Sin embargo, hay algo que me pasó viviendo en el extranjero que es que me descubrí mucho más nacionalista de lo que pensaba. Hay un momento muy bello en la excelente entrevista que le hizo Tomás Rebord a Carlos Maslatón en el cual el trader financiero se emociona hablando de la Argentina y de su gente y diciendo que a él le parece que tenemos el mejor material humano del mundo, incluso a pesar de la destrucción económica y social a la que parece sometida nuestro país. Es muy misterioso determinar que produce este enamoramiento en quienes amamos a Argentina. Puedo solo aventurar algunas ideas: la familiaridad con la que te trata la gente, la solidaridad tantas veces sentida y sincera, el caos que es destrucción pero también oportunidad (oportunidad de conocer a alguien nuevo, oportunidad de tener una nueva anécdota, oportunidad de cambiar tu vida), la persistencia de la mezcla de clases, aún cuando la clase media y alta hacen todo lo posible por aniquilarla, la cabal comprensión de la dimensión del goce y de la camaradería, la infinidad de rituales colectivos que nos convocan y nos amuchan, la posibilidad de una protesta real y disruptiva y del verdadero enojo, la riqueza de su cocina, la enormidad de un país gigante con modos de vida y costumbres tan variadas.

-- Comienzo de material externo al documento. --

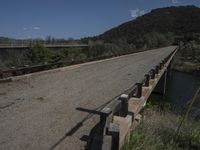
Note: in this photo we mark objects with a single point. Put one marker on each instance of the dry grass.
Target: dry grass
(158, 132)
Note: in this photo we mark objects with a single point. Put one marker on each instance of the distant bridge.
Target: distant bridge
(90, 105)
(23, 46)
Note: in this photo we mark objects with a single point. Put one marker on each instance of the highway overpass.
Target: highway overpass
(40, 110)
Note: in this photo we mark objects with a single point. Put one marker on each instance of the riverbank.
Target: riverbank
(159, 131)
(187, 66)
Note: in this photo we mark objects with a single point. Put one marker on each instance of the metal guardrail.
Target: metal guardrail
(120, 106)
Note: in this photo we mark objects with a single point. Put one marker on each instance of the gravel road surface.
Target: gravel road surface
(39, 113)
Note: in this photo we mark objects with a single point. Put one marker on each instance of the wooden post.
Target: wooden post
(114, 132)
(124, 104)
(147, 76)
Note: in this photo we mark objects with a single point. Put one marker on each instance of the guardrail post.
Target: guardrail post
(114, 130)
(157, 69)
(105, 112)
(124, 104)
(139, 90)
(152, 74)
(147, 76)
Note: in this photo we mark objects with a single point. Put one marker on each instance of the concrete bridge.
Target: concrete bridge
(23, 46)
(90, 105)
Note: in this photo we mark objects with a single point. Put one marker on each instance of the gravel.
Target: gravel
(40, 112)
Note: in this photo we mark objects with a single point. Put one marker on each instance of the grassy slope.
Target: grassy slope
(158, 130)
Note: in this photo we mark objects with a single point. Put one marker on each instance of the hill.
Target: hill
(181, 23)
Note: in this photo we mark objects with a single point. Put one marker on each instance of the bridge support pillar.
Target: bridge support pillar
(161, 86)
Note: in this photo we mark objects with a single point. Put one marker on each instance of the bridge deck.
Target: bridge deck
(40, 112)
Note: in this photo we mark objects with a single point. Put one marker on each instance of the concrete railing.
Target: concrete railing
(118, 117)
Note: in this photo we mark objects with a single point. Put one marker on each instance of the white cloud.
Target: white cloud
(36, 28)
(175, 1)
(136, 12)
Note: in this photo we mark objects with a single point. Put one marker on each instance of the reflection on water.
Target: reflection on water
(181, 87)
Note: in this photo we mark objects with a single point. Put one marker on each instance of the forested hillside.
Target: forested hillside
(158, 28)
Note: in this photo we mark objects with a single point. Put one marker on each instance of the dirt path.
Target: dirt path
(40, 112)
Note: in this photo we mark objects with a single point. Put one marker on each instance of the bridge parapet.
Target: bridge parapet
(118, 117)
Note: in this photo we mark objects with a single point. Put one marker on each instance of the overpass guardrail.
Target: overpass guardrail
(119, 116)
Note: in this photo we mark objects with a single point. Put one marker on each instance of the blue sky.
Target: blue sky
(72, 18)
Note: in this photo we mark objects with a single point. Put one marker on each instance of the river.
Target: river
(180, 89)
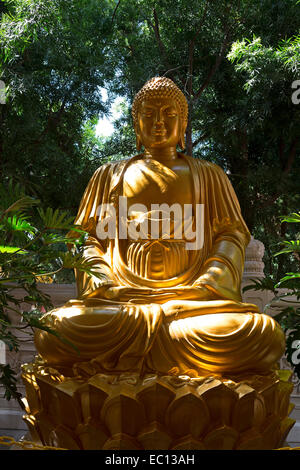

En un año nomás se me termina la beca. Mi nueva carrera en una nueva ciudad pasa volando. Lo que sucederá después, todavía no lo tengo en claro. Quisiera que esto fuese más que una nota al pie en mi vida, una experiencia en un lugar al cual no pude terminar de adaptarme. Hay algo de orgullo allí. Pero tampoco querría alejarme tanto de mi país de forma de no poder volver a él. Todo comporta una dimensión de la pérdida. Quizás es todo mucho más sencillo y consiste simplemente en encontrar un lugar donde poder sentirse plenamente a gusto un domingo a la tarde.
Y con eso terminamos por hoy. La recomendación musical de la quincena es el maravilloso Songs For Drella de Lou Reed y John Cale, un disco sobre la vida de alguien que salió a ver el mundo y lo que el mundo le hizo a él. Un abrazo, cuídense mucho, nos vemos en dos semanas y ¡Godspeed!